Protein folding on a 64 qubit trapped-ion hardware via counterdiabatic quantum optimization

TL;DR

This paper demonstrates the use of counterdiabatic quantum optimization on a 64-qubit trapped-ion system to solve complex protein-folding problems, showing promising results in reaching low-energy configurations.

Contribution

First large-scale trapped-ion quantum hardware implementation of lattice protein-folding optimization using a novel non-variational bias-feedback quantum algorithm.

Findings

BF-DCQO shifts energy distributions toward lower energies.

Hybrid post-processing improves solution quality.

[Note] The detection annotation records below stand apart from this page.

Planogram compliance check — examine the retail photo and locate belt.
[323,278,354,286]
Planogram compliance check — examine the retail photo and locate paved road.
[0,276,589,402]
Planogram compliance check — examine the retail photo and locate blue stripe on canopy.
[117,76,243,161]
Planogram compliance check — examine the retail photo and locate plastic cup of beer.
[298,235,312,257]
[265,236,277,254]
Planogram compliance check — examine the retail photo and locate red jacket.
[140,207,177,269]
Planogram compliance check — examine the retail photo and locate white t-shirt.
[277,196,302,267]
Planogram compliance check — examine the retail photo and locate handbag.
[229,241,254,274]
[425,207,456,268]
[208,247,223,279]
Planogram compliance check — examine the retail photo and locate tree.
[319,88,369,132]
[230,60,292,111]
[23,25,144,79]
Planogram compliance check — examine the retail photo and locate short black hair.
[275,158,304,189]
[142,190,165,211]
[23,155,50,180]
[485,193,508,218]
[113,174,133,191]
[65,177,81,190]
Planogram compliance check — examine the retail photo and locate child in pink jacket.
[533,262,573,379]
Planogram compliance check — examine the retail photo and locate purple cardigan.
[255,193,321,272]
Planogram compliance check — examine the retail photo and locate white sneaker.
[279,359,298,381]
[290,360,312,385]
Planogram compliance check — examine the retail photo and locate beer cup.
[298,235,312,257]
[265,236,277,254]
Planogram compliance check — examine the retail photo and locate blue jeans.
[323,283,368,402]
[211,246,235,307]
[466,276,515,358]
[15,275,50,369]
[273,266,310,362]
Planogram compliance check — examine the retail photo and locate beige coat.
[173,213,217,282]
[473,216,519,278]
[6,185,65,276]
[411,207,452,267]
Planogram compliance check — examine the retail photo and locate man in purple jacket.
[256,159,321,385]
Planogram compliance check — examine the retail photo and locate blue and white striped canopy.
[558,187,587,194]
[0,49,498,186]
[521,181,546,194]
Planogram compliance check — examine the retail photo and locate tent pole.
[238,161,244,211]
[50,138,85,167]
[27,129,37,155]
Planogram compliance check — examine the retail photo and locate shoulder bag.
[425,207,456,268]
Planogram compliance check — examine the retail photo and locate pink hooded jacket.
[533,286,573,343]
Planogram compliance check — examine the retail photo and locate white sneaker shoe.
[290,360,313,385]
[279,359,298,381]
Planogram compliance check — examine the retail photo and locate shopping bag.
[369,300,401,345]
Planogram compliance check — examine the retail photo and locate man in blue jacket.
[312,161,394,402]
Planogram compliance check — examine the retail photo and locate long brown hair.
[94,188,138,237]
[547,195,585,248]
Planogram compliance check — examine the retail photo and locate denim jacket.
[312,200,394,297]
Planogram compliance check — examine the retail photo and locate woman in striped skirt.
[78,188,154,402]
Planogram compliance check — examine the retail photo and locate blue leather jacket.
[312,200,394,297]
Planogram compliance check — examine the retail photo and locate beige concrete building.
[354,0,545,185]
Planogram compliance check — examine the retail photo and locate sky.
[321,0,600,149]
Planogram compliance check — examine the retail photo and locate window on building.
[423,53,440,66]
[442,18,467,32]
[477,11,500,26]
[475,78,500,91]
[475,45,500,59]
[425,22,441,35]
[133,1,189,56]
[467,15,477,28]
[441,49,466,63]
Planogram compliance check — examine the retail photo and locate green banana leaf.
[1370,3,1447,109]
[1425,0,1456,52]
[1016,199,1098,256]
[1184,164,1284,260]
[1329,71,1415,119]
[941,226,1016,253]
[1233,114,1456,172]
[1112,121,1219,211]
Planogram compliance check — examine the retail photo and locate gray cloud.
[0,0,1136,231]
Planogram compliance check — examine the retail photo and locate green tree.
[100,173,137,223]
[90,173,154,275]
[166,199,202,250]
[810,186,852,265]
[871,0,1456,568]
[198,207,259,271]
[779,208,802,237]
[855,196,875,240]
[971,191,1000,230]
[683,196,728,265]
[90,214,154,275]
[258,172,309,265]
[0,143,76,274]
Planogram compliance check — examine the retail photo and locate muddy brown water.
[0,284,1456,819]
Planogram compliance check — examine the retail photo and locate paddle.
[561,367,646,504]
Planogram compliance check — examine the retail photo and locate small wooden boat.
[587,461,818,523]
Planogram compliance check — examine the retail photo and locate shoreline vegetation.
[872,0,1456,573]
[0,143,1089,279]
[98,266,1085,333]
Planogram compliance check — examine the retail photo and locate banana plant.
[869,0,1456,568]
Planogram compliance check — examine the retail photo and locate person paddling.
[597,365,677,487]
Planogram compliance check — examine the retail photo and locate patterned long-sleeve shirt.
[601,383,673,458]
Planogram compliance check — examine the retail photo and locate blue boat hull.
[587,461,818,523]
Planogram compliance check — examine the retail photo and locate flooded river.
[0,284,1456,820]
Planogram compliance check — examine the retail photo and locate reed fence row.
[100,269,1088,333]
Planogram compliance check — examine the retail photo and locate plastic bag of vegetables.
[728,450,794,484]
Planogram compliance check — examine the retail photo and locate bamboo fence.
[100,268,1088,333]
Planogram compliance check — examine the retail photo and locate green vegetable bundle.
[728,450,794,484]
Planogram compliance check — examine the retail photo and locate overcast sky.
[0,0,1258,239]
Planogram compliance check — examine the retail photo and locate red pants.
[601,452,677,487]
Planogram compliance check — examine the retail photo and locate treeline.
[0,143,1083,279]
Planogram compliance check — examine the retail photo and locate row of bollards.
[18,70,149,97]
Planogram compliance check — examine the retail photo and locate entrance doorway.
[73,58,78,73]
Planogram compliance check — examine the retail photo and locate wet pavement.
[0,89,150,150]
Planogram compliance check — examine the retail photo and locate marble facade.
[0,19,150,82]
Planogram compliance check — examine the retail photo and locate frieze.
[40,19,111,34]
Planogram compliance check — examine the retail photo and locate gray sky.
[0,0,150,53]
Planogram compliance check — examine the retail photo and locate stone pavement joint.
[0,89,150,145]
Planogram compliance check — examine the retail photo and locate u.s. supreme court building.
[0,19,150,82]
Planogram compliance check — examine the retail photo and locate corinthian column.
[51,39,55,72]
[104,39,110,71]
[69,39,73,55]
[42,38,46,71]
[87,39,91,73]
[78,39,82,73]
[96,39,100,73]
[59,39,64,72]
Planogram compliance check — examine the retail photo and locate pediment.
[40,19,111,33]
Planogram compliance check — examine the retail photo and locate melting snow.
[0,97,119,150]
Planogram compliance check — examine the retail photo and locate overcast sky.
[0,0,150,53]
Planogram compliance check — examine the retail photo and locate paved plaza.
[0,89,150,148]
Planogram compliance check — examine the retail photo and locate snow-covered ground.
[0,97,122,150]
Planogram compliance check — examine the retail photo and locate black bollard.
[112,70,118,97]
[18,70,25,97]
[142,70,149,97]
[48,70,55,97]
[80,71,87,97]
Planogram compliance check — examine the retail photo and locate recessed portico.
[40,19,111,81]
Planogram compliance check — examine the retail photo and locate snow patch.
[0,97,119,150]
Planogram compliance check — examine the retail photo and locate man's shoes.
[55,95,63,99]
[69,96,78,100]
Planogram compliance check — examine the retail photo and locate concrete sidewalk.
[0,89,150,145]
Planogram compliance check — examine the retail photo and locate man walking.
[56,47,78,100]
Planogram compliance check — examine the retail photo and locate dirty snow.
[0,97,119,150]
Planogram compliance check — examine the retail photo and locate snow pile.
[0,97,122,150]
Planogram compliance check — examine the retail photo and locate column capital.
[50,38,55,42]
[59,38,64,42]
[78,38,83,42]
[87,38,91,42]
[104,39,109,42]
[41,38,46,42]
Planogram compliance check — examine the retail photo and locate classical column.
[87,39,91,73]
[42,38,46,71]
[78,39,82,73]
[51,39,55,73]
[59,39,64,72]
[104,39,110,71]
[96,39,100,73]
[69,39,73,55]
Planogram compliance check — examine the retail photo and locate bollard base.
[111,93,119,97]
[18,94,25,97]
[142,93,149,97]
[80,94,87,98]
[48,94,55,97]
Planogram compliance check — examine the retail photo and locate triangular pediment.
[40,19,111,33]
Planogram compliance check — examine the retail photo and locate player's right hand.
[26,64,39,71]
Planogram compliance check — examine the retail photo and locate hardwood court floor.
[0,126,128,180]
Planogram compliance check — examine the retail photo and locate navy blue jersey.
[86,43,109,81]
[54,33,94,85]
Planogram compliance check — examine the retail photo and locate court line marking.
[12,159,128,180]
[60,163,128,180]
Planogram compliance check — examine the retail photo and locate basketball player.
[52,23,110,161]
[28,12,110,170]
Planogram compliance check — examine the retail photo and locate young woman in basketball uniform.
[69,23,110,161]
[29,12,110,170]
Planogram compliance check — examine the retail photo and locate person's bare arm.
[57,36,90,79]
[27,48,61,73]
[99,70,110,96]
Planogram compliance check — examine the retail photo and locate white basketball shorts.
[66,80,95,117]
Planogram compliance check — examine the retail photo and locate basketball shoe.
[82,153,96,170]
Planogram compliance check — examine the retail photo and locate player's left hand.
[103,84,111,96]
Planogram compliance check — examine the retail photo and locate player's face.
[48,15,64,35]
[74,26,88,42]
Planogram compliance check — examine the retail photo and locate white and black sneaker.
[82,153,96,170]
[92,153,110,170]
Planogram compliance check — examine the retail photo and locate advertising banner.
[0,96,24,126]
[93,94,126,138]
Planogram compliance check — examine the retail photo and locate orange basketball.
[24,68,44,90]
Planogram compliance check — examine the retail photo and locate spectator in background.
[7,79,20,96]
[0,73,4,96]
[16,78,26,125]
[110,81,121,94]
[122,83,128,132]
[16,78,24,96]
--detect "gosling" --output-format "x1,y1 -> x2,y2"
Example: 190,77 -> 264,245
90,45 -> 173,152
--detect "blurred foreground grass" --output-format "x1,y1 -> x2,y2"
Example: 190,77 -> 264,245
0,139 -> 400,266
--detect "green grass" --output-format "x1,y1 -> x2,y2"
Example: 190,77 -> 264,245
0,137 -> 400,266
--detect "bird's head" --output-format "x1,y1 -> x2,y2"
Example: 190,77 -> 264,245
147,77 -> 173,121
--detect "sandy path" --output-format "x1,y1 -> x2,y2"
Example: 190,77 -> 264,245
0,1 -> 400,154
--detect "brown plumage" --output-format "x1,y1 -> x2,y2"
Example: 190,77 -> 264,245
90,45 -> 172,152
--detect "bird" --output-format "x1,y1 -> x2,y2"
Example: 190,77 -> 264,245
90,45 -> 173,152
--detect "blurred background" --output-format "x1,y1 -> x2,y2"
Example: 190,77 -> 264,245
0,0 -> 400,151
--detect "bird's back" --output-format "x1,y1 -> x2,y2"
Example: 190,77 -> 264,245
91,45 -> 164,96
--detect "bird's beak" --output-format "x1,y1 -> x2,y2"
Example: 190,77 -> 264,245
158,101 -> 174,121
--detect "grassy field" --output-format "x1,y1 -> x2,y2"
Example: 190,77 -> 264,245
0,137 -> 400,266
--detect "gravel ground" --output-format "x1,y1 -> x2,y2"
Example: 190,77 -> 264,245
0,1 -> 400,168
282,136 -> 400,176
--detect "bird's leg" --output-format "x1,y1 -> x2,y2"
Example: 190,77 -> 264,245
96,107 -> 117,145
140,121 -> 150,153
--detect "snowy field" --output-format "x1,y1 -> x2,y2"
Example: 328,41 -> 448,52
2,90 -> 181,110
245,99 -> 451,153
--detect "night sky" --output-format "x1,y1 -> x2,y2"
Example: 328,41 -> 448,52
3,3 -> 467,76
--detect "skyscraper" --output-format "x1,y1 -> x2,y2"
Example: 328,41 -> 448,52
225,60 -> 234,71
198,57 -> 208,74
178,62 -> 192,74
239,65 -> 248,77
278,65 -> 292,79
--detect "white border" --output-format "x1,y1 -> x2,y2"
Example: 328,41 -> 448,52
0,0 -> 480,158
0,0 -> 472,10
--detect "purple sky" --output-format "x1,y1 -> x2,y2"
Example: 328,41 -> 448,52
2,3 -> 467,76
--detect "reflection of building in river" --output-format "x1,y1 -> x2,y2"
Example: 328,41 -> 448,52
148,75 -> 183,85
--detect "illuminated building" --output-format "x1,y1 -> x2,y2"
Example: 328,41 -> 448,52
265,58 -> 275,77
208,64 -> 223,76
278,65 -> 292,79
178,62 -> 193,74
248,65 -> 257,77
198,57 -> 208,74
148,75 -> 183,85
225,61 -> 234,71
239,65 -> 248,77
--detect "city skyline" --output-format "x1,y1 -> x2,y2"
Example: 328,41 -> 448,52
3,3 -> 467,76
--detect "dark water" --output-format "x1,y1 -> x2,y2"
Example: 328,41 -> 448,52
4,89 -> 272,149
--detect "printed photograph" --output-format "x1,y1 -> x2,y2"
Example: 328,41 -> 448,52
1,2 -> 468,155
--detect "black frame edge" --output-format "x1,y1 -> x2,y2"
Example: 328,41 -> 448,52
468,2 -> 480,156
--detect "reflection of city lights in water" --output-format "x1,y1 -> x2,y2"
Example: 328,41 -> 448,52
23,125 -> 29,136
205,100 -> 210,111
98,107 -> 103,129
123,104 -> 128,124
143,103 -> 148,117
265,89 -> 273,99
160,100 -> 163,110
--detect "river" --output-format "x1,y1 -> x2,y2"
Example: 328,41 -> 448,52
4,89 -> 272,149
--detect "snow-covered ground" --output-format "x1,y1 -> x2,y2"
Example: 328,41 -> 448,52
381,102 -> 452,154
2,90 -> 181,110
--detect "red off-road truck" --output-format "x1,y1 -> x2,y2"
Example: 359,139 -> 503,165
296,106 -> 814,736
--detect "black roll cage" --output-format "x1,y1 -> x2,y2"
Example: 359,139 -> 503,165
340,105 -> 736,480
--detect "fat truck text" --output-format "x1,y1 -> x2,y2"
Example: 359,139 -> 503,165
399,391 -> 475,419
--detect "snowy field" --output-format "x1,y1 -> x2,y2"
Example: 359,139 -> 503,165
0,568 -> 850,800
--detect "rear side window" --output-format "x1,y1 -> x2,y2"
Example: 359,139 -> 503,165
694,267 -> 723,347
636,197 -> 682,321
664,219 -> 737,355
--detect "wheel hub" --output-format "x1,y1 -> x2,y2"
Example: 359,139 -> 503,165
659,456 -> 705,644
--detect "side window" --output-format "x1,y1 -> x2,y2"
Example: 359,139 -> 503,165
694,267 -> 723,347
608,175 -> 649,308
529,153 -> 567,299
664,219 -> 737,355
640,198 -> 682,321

Achieved classical reference energy in multiple instances.

Abstract

We report the largest trapped-ion hardware demonstration of lattice protein-folding optimization to date, using bias-field digitized counterdiabatic quantum optimization (BF-DCQO) on a fully connected 64-qubit Barium development system similar to the forthcoming IonQ Tempo line. Six peptide sequences with 14-16 amino-acid residues are encoded using a coarse-grained tetrahedral lattice model, yielding higher-order spin-glass Hamiltonians with long-range interactions involving up to five-body terms and mapped to 46-61 qubits. The resulting instances are demanding for near-term quantum hardware because low-energy configurations must satisfy backbone-geometry constraints while optimizing dense residue-contact interactions. BF-DCQO uses a non-variational bias-feedback mechanism, where low-energy samples from each round define longitudinal fields that guide subsequent quantum evolutions. Across the studied instances, BF-DCQO shifts raw sampled energy distributions toward lower energies than uniform random sampling, with the strongest improvements appearing in residue-contact variables. To preserve this signal, we introduce a consensus-based post-processing pipeline that combines quantum-learned contact information with feasible backbone geometries. The resulting hybrid workflow reaches the classical reference energy in multiple instances and improves over the corresponding random-seeded pipeline. These results show that BF-DCQO can generate structured samples for dense protein-folding Hamiltonians at previously unexplored trapped-ion scales.